Sensitivity of ecosystems productivity to climatic variability varies widely, both in sign and magnitude (Fig. 3)⁴. Most of Earth land surface (~63%) shows a negative sensitivity to CWD, suggesting that the dominant effect of drying or warming is to reduce ecosystem productivity (Fig. 3). Despite being limited to a much smaller spatial extent, the magnitude of positive sensitivity of ecosystems in energy-limited and in humid regions is slightly higher (Table 1; Fig. 2). While ecosystems in some deserts and xeric shrublands in hyper-arid regions also exhibit positive sensitivity, its magnitude is much lower than other regions (Table 1; Fig. 2). Furthermore, we found that 45% of grid cells in negative sensitivity regions are statistically significant, compared to only 13% for positive sensitivity regions. This difference suggests that positive effects of climatic drying or warming on ecosystem productivity is far more variable than their negative effects. Spatial distribution of ecologically sensitive regions identified in this study is remarkably consistent with previous studies using different sensitivity metrics^4,44, supporting the robustness of the pattern revealed in our study. Variability of ecosystem sensitivity has previously been suggested to be affected by many ecosystem attributes, such as species niche partitioning⁵⁰, biodiversity^51,52, ecosystem successional stage⁵³, and landscape topography⁵⁴. Our study suggests that at the global scale, properties of bedrock and its weathering products also have a significant effect on ecosystem sensitivity to climatic variability. This effect occurs primarily through modifications of the water-holding capacity of bedrock and its products. Effects of modifications can vary among geographic regions, depending on primary constraints (e.g., water, temperature, nutrients) of ecosystem productivity in each region. Across all regions, properties of bedrock weathering products exert a relatively strong effect on ecosystem sensitivity (Fig. 4). A change of one SD in regolith porosity and permeability results in a 3% ~ 13% change in ecosystem sensitivity, and a change of one SD in soil thickness and regolith thickness leads to a 6% ~ 34% change in sensitivity, depending on the region.

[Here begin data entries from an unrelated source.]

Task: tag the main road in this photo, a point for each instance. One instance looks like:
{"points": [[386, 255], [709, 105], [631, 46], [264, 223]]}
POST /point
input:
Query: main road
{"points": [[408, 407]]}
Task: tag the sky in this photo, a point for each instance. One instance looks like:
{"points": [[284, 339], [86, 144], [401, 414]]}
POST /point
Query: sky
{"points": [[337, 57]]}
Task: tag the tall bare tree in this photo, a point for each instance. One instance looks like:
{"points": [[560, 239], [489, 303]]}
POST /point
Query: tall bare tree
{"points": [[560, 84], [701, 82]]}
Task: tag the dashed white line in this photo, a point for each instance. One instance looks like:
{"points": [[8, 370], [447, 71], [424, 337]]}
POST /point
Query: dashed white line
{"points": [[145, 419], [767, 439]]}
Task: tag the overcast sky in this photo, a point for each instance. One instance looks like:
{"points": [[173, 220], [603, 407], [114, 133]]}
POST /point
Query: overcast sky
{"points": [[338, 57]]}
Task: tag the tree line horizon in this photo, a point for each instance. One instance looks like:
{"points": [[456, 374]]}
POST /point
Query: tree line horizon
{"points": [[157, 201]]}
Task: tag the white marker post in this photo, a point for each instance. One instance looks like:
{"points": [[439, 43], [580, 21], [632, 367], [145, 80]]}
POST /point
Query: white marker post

Increased regolith permeability reduces water holding capacity of the subsurface of an ecosystem. As a result, ecosystem productivity can become sensitive to CWD accompanied by limited hydrologic buffering capacity. In ecosystems where productivity declines with intensified CWD, i.e., in regions of negative sensitivity, as expected, we find that high regolith permeability and porosity amplify ecosystem sensitivity to climatic variability (Fig. 4). Previous studies have highlighted the importance of soil water storage capacity in affecting water availability and partitioning^55,56, although a few empirical studies suggest that soil thickness is not evidently related to plant water availability³². Soils are commonly thin (<0.5 m) across most upland landscapes, and vary in thickness over a smaller range compared to regolith thickness^22,23. Regolith below soils has been increasingly recognized to be also important to ecohydrological variability^11,20 and regolith water retention can be more important for plants than soil water, especially during droughts. For instance, in Mediterranean-type ecosystems, roots of ponderosa pine (Pinus ponderosa) seedlings penetrate through the soil and encounter weathered bedrock within the first two years after germination, and regolith supplies at least 70% of plant water use during the growing season²⁰. However, our results suggest that, at the global scale both regolith and soil thickness significantly reduce ecosystem sensitivity in water-limited regions, with greater effects attributed to soil thickness in most areas (Fig. 4).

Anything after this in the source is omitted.